Just an update…
Was at the shrink today and finished the diagnose-test, but I won’t get the results until another 2 weeks.. I hate it that everything’s so fucking slow!
Anyhow… she said that this test will determind if I have some sort of illness with an actual name in a doctors book, and what special psychologists and doctors I should see in the future. Cause the one I see now, who did the test with me is just someone who everybody gets to see the first time they come to the shrink there. And it sounded on her like I really will have to see a specialist. Both good and bad, I guess..
So wating another two weeks. I asked if I had to keep waiting this long between all my future sessions with next shrink too, cause if so, then it would be pointless, cause I basically need more support almost every week! Preferaly twice a week… she said that I would get to meet the other one more often. I hope so!
My dad gave me money this month again so I can afford my bills and food. So I went to buy some food on my way home from the shrink. The social insurance office still haven’t given me money…it looks though as if I actually WILL get some money at least. I think it’s cause the new doctor I have is awesome and really write detailed certificates of illness so that even the dickheads at the insurance office gets that I’m fucked up!
The doctor even gave me sleeping pills. The mild ones. I don’t think they have the effect I’d want to have..I’m still waking up every hour during the nights…but I am more zombielike during the days instead :p, so they’re doing something anyway! I’m gonna finish off these pills though and then ask for something stronger… I will also get a new appointment with the doctor at the psychology, since he was ill when I was gonna meet him last time. He has to give me other anti-dep-pills really soon…
I’ve also contacted the university of stockholm about a subject I wanna study there called Performance Studies (or something like that in english!).
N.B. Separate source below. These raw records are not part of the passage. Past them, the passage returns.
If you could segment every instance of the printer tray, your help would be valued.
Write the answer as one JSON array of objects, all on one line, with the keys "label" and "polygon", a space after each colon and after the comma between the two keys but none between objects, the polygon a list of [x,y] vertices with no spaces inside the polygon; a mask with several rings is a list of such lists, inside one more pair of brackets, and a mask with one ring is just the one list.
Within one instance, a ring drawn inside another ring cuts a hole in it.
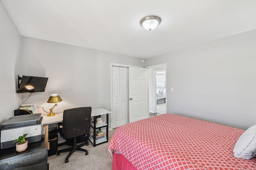
[{"label": "printer tray", "polygon": [[40,113],[12,116],[3,122],[2,129],[37,124],[40,117]]}]

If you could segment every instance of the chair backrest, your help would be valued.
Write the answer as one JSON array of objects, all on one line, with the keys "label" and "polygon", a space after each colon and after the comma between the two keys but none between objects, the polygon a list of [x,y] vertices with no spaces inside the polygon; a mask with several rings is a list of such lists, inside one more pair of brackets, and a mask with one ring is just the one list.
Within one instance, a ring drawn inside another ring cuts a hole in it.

It’s theater anyway :p It seems a bit complicated though, about how to apply and that you have to add courses on your own..I didn’t really get it so I’m emailing again :p
I’m hoping I can apply for it though.
Just to have applied to university for me could be a big step towards something better
My sister’s going to Göteborg tomorrow to check out a make-up school she wants to apply to after the summer, since she graduates college this summer. My baby-sister is growing up so fast! :p
So basically…right now it feels like everything that has haltered and stood stil for me for awhile, suddenly took a step, a slow step, but it’s a step anyway; The social insurance office probably and hopefully finally granting me money, the diagnose-test at the shrink will hopefully reveal what’s wrong with my head, I found this education at the university I have a chance at applying for….
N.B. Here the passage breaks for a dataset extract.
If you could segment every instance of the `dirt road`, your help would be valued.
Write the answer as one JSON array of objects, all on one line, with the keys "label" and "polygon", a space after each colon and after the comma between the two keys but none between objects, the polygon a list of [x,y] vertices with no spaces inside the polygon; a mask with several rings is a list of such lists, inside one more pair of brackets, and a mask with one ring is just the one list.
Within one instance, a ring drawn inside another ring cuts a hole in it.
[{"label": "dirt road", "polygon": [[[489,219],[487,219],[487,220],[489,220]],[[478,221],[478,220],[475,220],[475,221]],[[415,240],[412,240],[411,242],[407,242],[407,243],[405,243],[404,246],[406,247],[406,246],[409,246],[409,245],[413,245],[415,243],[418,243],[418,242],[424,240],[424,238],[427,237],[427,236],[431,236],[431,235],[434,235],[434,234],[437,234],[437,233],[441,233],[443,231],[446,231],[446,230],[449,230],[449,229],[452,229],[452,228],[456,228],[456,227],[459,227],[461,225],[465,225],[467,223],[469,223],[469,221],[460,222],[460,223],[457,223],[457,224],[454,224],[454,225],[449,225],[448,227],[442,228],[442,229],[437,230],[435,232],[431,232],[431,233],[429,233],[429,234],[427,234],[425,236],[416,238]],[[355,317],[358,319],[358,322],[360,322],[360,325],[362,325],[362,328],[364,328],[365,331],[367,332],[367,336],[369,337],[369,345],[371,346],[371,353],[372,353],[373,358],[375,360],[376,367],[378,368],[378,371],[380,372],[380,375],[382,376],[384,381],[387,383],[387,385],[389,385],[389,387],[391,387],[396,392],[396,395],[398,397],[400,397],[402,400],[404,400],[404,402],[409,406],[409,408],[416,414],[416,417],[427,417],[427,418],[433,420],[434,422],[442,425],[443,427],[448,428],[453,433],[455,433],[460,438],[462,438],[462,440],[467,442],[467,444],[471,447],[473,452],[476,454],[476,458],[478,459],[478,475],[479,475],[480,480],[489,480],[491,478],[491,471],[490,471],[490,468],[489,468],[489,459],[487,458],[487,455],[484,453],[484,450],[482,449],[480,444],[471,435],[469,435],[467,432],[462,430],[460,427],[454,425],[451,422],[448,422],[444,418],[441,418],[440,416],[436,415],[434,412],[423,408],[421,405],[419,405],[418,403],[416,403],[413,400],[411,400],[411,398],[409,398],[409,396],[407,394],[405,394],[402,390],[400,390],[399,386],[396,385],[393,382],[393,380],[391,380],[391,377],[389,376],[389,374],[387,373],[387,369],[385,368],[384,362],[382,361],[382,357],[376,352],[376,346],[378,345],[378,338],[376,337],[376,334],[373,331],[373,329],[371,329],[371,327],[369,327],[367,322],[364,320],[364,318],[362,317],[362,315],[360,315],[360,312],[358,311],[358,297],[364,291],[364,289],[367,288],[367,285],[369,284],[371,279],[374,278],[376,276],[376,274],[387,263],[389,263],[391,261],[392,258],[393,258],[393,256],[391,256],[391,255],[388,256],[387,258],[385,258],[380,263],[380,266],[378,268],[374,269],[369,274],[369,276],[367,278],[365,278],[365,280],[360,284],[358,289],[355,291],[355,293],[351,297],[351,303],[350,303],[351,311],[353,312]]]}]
There’s a dim, very very small and tiny light shining through. But it IS a light. And I grasp it and hold on to it.
Christian also called me on saturday. He had recieved the card I had sent him, very late though, and he was very happy about it
We talked about meeting up and he said he would hopefully be able to come to me by the end of february. And it seems like he and not only me, thinks it’s a long wait… so the hope is up for me on this aspect of life aswell. He means a lot to me already and he knows it. I’m so excited about meeting him in person for the first time, I can hardly wait! We’ve planned to watch ”The Unborn” in the cinema and also have a horror-movie night ;D
I don’t want to be excited, but I can’t help it…
Wake me up when february ends?
Yaay It makes me so happy that you´re on the right way =)
Sure you will have bad days, but now it feels like you can if you just want to. I knew you would take the strenght you have and focus it on the right things.
I really hope that you´ll get the help that you need!
Kram
Skall hon bli make up-artist? Då vet hon vem som skall plåta hennes slutprovsbilder.
Jag har tips på en fotograf som brukar plåta slutprover som hon skall se till att INTE få ta hennes bilder! Skriv till mig*hinthint*
Så jävla kul att du skall plugga! So what om du inte får en magisterdoktorsmegaexamen och äger Dramaten efteråt, men du gör något DU vill och kommer tycka är roligt. Sedan smäller högskola alltid högt när man söker vilket jobb som helst. Men skitkul ju!:D
Nu ser det ju ut som att det börjar ljusna rätt fett för dig ju fröken.